Friday, August 04, 2006
1986: From Contra Costa to STL
Kerri and I were married in 1985 and lived twenty miles northeast of San Francisco in the bayside community of Martinez. By then, I had lived in the Bay Area for about twenty-five years.
I graduated from Cal State Hayward about a year earlier, and was working as a waiter at a private golf and country club. I had been working at the club for about three years, when one day, completely out of the blue, one of the club's principal owners asked me about my career plans. I told him how I was interviewing for various finance and management positions. About a week later, he called to offer me an interview to work as his assistant in his family's real estate development business. I got the job.
The position taught me about real estate. It's where I had my first opportunity to represent citizen groups in their development efforts. These citizens were long time landowners, and the work was geared toward developing their historic farm lands from pristine greenspace and "view shed" areas into high-end suburban housing developments.
We were having successes with our development plans. Over the objections of environmentalists, we succeeded in securing government approvals to expand the urban boundary and the ultimate service area for domestic water supplies. Next, we were successful in securing general plan amendments, increasing the housing development potential of the area from agricultural, 1oo-acre minimum lot sizes, to densities allowing up to one housing unit acre. This change increased the number of homes that could be built within our development area from 20 to 2000 units. Today, the area is built out with multi-million dollar executive homes.
As things turned out, I wouldn't be around for any of the land sales or home construction. About a year after being hired, my boss was killed in a car accident in Mendocino County. As his assistant, my job was no longer necessary, and after another couple of months, I was let go. By then, Kerri and I had been married for about six months, and Kerri was working in the commercial leasing department of Citicorp, in nearby Concord, California.
As my job was ending, Citicorp was in the process of centralizing its leasing operations to St. Louis. At the Concord office, Kerri was on the phone every day closing commercial leasing transactions with her counterparts in Missouri. When word came down of Citicorp's plans to shut down its Northern California operations, Kerri started hearing about job opportunities in St. Louis.
A friendly STL person encouraged us to visit. She invited us to stay at her place with her husband and their year-old daughter.
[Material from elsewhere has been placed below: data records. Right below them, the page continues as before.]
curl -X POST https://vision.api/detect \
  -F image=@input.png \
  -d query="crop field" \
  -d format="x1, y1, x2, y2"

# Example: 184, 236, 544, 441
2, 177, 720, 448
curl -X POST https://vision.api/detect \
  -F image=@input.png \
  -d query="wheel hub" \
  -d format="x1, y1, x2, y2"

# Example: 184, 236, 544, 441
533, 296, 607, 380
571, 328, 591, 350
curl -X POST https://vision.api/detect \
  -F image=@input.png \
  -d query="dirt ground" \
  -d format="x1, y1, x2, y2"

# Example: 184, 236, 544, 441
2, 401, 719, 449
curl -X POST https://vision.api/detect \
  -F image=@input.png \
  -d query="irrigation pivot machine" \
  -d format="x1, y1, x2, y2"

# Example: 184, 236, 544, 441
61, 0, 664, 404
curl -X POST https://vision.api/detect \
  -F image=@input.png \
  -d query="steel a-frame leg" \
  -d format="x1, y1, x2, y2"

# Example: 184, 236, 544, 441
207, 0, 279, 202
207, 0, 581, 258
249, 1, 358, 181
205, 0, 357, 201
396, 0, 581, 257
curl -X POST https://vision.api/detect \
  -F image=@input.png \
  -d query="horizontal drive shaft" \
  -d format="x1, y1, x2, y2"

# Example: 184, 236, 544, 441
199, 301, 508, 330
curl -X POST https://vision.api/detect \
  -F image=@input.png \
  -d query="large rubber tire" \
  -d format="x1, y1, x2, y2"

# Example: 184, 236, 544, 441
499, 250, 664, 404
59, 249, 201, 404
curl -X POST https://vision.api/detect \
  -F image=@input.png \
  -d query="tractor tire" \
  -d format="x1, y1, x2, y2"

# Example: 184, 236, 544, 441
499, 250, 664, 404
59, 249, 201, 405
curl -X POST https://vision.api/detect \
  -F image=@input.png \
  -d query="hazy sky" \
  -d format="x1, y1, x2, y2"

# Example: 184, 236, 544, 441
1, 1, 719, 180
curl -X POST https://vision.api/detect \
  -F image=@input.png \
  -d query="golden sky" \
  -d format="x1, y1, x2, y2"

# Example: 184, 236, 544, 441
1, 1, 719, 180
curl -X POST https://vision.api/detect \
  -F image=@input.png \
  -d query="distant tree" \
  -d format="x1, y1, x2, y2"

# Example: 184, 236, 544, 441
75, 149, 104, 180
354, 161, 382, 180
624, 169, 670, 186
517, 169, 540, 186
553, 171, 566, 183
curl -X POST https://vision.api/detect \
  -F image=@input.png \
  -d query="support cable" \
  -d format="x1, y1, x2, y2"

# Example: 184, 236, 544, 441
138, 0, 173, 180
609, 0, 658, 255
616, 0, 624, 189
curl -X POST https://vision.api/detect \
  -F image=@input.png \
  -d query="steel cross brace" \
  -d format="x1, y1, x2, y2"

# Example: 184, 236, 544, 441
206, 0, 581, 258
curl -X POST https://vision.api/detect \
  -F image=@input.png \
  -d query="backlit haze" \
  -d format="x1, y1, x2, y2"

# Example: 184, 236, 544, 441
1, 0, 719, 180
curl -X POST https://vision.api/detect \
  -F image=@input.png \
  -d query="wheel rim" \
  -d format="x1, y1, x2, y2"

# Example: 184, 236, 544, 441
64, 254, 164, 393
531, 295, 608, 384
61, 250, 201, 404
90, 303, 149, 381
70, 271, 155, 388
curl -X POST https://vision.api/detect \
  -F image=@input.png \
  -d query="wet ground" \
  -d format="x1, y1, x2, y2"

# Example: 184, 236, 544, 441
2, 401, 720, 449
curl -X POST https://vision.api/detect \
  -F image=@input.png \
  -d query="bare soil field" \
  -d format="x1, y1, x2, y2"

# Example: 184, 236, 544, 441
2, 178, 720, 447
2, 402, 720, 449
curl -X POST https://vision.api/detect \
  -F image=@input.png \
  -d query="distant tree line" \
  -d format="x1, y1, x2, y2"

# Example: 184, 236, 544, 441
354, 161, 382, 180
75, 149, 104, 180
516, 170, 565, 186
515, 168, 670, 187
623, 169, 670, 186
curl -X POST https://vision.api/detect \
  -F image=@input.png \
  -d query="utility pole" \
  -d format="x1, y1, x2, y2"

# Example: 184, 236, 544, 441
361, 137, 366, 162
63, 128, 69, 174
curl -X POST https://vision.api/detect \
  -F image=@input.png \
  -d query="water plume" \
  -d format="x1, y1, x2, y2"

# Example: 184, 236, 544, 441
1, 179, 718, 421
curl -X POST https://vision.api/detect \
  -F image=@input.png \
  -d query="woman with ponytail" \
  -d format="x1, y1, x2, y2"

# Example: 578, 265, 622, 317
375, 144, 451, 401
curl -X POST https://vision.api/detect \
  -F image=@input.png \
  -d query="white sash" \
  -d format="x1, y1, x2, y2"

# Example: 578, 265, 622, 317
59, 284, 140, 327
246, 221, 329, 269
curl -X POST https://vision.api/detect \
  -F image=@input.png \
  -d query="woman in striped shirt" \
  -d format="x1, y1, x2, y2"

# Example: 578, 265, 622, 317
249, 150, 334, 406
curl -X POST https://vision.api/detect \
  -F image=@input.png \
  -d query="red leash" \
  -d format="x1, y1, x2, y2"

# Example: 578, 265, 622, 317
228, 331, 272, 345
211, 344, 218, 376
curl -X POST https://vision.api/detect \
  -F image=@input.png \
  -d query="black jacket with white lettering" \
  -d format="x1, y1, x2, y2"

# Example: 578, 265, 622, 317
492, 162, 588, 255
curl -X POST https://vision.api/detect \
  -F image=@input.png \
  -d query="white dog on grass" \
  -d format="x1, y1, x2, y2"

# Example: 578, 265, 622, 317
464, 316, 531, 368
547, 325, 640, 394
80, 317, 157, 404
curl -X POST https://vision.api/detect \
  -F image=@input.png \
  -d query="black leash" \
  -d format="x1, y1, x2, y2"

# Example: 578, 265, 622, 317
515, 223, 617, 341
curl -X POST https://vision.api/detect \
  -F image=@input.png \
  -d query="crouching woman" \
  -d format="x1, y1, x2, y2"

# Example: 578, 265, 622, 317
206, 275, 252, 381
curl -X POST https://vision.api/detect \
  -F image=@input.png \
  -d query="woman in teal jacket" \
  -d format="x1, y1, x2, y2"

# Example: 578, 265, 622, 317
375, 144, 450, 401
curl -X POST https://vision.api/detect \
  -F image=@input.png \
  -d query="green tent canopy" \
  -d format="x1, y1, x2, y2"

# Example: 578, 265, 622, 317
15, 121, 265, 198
We could stay in the unfurnished, upstairs apartment of the two-family they rented in South St. Louis.
Before we were married, Kerri was living in the Central Valley river town of Sacramento. The late San Francisco Chronicle columnist Herb Caen once called Sacramento the "Midwest of California". Kerri figured St. Louis and Sacramento would be a lot alike: two old river and transportation towns. I thought about St. Louis in terms of Delta Blues music and the St. Louis Cardinals.
We were both open to checking out the place, so we booked a flight and headed to St. Louis. It was a beautiful spring day when we arrived at Lambert Field, and drove in a rental car to the address of a small brick building on Winnebago, just east of the Sears store on South Grand. We didn't know it then, but this weekend trip over twenty years ago would be the start of our lives in St. Louis.